Name the recipe and then confirm which category you'd like for it to be sorted into (if applicable).
Start adding your ingredients line-by-line:
Start typing your ingredient name, which should pop up in a drop-down list of your already stored supplier items or other costed Prep Recipes (see 💡 Pro Tip #1).
If you enter an ingredient for the first time that does not already exist as an item in Restoke you'll need to connect it as either a supplier item ("something you buy") or prep recipe ("something you make") by clicking the ⚙ icon on the far right and following the prompts.
Best practice is to select an option from the dropdown and not enter free text as costs are pulled from supplier items or Prep Recipes.
Please note: If you're using a POS Integration, we cannot track free text items inventory movement as it's not connected to any stocktakes or orders.
Next, enter the Quantity and Unit of Measurement (UOM).
These are recipe-specific conversions as opposed to how they are ordered from suppliers (e.g. ordering UOM). i.e. You may receive an item in a bag, but here you're using a portion of it like a gram or teaspoon.
Once entered, in the right corner of the recipe card you will be prompted with a red "Why?" if the conversion is unknown, click it.

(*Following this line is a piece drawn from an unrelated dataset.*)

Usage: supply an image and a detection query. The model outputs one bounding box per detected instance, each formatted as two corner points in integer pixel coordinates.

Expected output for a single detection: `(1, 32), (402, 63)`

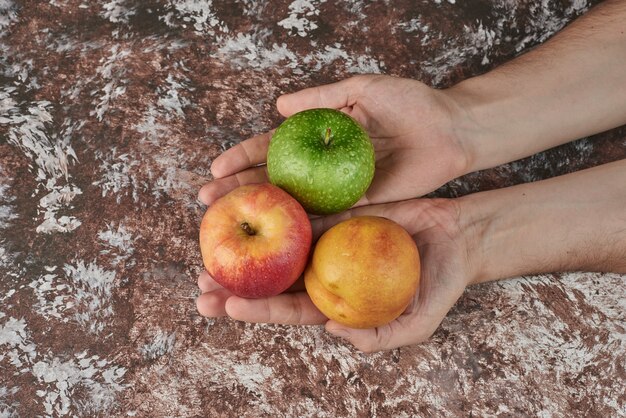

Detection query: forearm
(444, 0), (626, 172)
(459, 160), (626, 283)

It will then ask you to create a conversion. E.g. 'How many grams are in a bag of X?' Type in the conversion, and make sure to click save. A cost should then appear for that item (see💡 Pro Tip #5).
Ensure to enter input an amount into the "Quantity Produced" section to get your total prep recipe cost cost (see💡 Pro Tip #2).
This will generate your costing insights for this recipe under "cost info".
If you're not receiving a dish cost, it means one of the items hasn't been properly costed (i.e. missing a conversion) or is a free text item and will have a blank cost or be marked in red.
Finally, add instructions for the recipe, this can be done as a block of free text in the text box in the bottom left corner. Alliteratively, if you'd like to add in step by step instructions with photos, click "step by step" just above the text box.
💡 Pro Tip #1: You can use the "Portions" section to calculate the various sizes of your Prep Recipes. If you select:
By Count: you will be prompted to mark how many portions are made, and Restoke will then calculate the size of each portion.
By Size: you will be prompted to mark the desired size of each portion, Restoke will then calculate the number of portions that can be produced.
💡 Pro Tip #2: We recommend using an easily convertible quantity produced unit of measurement (e.g. KGs/Grams or Litres/MLs). This is due to conversions not being available for recipes.
For example, if you state the quantity produced for a Prep Recipe as bucket, then when using this recipe in any consequential recipes you'll have to enter the used amount as a portion of a bucket.
💡 Pro Tip #3: All Prep Recipes are exportable, and to do so:
Navigate to the left toolbar, then Recipes > Prep Recipes.
On the Prep Recipes page, locate the category of the recipe you'd like to export.
Click into it, and then navigate to the blue circular icon on the right corner of the prep recipe's card, and click "Export to CSV".
💡 Pro Tip #4: Don't fret if you've made a mistake when making a conversion. All created conversions are stored with that item. You can edit these directly from the recipe by clicking the ⚙️ next to the ingredient or in the items settings (purchases > suppliers).
💡 Pro Tip #5: Add photos to your instructions! These will really help give your team more context and avoid confusion.
💡 Pro Tip #6: Recipes are sorted alphabetically by default. But you can drag and drop recipes in any order to sort them manually.